There is a distinct moment in the Marvel Cinematic Universe when Black Widow became a hero for the everyfan. It happens early in 2012’s The Avengers: She’s tied to a chair. Agent Coulson calls. A nondescript military leader who has been interrogating her hands her the phone. Coulson explains that S.H.I.E.L.D. needs to pull her out of the field. She kicks her questioner in the shin, smashes the chair she’s tied to, takes out three dudes, grabs her heels, and leaves.
The Avengers went on to make $1.5 billion globally and catapulted nearly everyone in it to superstardom, even the actors who were already famous. Scarlett Johnasson’s Black Widow—the Avenger with no wealth and no superpowers beyond Red Room training—was one of the last to get her own movie or show. Black Widow was simultaneously released in theaters and on Disney+ in the summer of 2021, when the Covid-19 pandemic still had some people wary of the multiplex. Johansson sued Disney for breach of contract, claiming the streaming release hurt the movie’s box office potential.

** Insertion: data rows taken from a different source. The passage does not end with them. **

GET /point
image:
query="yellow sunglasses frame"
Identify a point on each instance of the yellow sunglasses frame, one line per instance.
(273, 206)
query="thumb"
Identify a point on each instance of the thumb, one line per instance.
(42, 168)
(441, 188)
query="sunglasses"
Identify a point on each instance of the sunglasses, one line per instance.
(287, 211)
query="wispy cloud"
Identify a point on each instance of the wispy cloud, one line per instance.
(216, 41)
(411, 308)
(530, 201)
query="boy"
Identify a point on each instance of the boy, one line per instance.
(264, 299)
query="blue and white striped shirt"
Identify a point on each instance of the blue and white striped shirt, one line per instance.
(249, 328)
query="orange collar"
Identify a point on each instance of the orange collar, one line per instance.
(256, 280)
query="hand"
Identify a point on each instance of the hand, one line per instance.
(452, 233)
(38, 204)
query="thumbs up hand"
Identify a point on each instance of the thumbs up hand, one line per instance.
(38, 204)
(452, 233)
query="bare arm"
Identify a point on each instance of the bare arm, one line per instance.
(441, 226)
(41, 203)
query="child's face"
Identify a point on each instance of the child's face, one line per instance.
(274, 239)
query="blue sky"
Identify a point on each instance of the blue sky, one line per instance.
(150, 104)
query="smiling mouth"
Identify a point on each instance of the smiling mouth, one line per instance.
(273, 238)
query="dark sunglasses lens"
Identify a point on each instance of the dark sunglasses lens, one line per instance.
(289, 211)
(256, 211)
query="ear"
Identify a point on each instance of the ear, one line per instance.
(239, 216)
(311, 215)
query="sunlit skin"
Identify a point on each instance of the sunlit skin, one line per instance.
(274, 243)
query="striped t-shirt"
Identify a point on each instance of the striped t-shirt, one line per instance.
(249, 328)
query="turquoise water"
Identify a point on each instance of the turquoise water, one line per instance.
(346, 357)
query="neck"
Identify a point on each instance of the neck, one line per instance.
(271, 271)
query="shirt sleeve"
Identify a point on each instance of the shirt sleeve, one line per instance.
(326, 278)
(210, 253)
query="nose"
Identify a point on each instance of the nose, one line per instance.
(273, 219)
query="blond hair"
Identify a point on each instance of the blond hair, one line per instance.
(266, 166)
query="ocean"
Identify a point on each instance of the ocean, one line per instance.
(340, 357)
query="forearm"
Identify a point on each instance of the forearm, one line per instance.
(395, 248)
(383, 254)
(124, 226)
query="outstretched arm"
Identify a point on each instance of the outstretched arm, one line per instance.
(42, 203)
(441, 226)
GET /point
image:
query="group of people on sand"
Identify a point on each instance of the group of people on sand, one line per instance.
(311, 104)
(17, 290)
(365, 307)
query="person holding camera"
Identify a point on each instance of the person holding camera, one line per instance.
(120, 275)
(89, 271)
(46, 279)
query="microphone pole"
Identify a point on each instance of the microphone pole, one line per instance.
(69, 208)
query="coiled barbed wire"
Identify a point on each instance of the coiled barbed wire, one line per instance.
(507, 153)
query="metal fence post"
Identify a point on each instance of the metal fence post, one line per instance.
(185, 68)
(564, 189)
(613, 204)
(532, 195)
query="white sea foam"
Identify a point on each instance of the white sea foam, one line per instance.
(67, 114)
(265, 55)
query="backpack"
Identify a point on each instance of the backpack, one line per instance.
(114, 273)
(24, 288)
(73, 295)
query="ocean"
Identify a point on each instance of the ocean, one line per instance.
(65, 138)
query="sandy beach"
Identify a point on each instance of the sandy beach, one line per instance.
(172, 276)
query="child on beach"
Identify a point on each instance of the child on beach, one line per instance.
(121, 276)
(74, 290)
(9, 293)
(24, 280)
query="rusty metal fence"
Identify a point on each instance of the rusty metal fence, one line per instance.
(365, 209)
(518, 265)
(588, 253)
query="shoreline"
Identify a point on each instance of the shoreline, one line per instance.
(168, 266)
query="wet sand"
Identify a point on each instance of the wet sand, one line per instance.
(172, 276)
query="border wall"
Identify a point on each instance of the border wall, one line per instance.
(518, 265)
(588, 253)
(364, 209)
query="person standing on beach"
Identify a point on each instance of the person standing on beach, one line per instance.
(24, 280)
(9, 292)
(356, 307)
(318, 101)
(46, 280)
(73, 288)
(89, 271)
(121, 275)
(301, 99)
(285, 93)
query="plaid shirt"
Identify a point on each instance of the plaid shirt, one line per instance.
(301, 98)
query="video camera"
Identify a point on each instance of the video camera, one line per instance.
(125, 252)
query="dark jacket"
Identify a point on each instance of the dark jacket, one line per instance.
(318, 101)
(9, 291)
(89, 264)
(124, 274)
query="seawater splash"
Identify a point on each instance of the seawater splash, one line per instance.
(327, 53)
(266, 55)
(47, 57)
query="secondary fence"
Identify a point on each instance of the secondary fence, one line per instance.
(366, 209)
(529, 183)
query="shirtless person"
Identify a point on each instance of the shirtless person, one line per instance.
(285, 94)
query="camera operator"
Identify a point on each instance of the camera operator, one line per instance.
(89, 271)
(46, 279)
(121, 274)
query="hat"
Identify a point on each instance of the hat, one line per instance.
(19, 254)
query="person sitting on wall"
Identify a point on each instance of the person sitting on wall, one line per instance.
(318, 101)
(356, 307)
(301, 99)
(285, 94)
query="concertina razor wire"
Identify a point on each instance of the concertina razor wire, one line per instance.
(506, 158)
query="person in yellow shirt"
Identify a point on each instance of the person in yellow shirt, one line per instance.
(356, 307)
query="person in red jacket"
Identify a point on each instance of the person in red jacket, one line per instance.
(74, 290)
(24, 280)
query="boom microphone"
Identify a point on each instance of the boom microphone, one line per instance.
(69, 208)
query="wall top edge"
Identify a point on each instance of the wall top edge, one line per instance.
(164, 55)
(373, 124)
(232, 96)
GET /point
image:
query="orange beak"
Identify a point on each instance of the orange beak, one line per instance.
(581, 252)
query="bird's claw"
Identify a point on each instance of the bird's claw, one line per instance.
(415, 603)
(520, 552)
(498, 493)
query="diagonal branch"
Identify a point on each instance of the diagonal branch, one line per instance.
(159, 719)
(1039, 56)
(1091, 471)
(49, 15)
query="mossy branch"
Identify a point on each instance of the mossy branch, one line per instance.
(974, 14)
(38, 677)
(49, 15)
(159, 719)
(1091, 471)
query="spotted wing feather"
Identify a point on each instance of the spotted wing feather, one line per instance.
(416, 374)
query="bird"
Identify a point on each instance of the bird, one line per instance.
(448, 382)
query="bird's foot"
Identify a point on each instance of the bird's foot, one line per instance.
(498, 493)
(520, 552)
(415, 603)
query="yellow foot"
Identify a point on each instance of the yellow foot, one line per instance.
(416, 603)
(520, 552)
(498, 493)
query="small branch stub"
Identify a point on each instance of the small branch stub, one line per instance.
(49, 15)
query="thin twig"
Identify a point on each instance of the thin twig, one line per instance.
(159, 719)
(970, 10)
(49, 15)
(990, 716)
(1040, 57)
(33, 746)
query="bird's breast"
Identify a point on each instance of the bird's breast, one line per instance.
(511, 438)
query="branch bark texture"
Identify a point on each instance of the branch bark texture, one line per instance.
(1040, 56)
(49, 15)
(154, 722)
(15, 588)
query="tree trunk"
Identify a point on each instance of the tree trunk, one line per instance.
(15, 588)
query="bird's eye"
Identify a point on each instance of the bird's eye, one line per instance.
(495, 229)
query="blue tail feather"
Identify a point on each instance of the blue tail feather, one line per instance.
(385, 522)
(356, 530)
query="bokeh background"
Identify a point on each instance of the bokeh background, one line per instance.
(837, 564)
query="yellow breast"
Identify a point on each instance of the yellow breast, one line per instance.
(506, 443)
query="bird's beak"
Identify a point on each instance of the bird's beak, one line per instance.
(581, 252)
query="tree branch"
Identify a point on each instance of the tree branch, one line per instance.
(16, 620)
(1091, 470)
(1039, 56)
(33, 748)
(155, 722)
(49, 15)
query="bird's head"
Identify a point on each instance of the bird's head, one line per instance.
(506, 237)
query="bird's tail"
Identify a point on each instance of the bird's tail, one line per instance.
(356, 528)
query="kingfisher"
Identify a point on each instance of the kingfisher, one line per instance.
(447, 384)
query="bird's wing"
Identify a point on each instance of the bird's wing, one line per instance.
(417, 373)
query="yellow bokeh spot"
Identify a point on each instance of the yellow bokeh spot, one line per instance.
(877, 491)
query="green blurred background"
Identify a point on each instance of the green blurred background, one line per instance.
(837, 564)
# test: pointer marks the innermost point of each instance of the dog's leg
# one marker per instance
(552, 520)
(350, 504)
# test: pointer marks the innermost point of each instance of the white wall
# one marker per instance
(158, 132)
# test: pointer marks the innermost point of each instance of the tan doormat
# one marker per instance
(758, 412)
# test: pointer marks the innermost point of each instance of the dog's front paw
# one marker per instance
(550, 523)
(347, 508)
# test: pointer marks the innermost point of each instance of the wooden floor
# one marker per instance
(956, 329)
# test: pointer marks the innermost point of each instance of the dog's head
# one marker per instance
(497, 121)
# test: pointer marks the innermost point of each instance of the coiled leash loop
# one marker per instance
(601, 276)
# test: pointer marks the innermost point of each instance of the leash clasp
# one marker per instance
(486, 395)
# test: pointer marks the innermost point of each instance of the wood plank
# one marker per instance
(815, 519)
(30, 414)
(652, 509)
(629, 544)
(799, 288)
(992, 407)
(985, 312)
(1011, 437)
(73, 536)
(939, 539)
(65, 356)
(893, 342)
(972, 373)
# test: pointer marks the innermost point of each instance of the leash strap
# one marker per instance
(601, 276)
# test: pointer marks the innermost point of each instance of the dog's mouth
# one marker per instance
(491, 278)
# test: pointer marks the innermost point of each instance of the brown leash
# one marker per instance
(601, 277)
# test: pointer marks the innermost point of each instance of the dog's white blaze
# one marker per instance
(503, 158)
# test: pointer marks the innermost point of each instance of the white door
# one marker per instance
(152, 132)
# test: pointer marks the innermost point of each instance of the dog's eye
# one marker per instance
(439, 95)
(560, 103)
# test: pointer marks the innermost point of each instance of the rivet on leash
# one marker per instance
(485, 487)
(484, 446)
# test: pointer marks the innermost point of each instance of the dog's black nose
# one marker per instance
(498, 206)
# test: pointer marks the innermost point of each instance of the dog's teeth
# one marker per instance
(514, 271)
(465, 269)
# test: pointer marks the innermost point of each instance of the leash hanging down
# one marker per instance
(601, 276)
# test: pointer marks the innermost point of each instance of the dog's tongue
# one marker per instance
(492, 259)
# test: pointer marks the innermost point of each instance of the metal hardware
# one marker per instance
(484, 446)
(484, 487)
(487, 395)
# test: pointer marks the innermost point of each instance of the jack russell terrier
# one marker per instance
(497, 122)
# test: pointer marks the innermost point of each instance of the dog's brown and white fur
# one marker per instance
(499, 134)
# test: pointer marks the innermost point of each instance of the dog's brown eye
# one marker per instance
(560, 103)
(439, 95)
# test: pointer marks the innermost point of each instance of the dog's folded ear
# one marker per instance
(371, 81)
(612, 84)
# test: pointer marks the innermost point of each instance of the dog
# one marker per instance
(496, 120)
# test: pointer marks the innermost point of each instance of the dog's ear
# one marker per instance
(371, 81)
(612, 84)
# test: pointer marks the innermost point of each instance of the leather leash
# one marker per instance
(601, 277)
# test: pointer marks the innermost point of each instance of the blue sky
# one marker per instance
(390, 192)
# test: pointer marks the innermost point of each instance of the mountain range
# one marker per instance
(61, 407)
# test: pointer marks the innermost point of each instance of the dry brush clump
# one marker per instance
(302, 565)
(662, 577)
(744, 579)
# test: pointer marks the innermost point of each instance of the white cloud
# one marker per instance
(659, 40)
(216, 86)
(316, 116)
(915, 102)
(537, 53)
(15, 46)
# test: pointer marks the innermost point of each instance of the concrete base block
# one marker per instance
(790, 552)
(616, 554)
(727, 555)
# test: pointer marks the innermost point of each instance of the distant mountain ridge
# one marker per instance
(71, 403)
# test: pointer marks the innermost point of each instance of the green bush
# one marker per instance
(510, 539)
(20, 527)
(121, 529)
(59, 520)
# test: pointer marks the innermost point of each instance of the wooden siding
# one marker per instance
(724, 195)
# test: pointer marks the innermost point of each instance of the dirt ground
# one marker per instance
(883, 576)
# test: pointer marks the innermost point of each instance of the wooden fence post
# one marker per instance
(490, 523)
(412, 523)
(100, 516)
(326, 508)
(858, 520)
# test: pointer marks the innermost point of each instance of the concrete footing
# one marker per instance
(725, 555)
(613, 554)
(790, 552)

Johansson and Disney ultimately settled their suit. The terms weren’t disclosed, but the outcome was that Johansson proved she was not afraid of defending the worth of her work—whether against Disney, which had already paid her $20 million for the movie she made, or against OpenAI, which she threatened with legal action this week over its new conversational ChatGPT interface. The actor claims the computer’s voice, called Sky, sounds “so eerily similar to mine that my closest friends and news outlets could not tell the difference.” OpenAI CEO Sam Altman says Sky “was never intended to resemble” Johansson’s voice. Lawyers say she might have a case, should she pursue one.
Following Johansson’s calling out of OpenAI, public opinion has largely been on her side. Or, rather, it’s sought to be on the side that isn’t Altman’s. Across X and news reports, pontificators noted that OpenAI’s actions tipped the company’s hand; that by, per Johansson’s statement, asking for the actress’ involvement and then proceeding with something similar even though she declined, Altman was “showing us who he really is.” Within hours, Johansson became an avatar of the resistance, this generation’s Ned Ludd. Everyone who’d ever wondered if AI had read their tweets or watched their video had a champion.
“In a way, we are all Scarlett Johansson,” Kyle Chayka wrote in The New Yorker, “waiting to be confronted with an uncanny reflection of ourselves that was created without our permission and from which we will reap no benefit.”
Few ironies are more bittersweet than this. The reason Johansson’s voice is desirable for an AI assistant is because she played one in Spike Jonze’s movie Her. As my colleague Brian Barrett pointed out last week, wanting to replicate that experience demonstrates a gross misreading of that film, but the fact remains that both tech honchos and those who live at their whims (aka everybody else) have parasocial relationships with Johansson because she has a skill set that AI just can’t learn. Now, those who have found joy in her work are identifying with her in a whole new way because she can confront AI’s encroachment more publicly than all those lawsuits brought by artists and writers.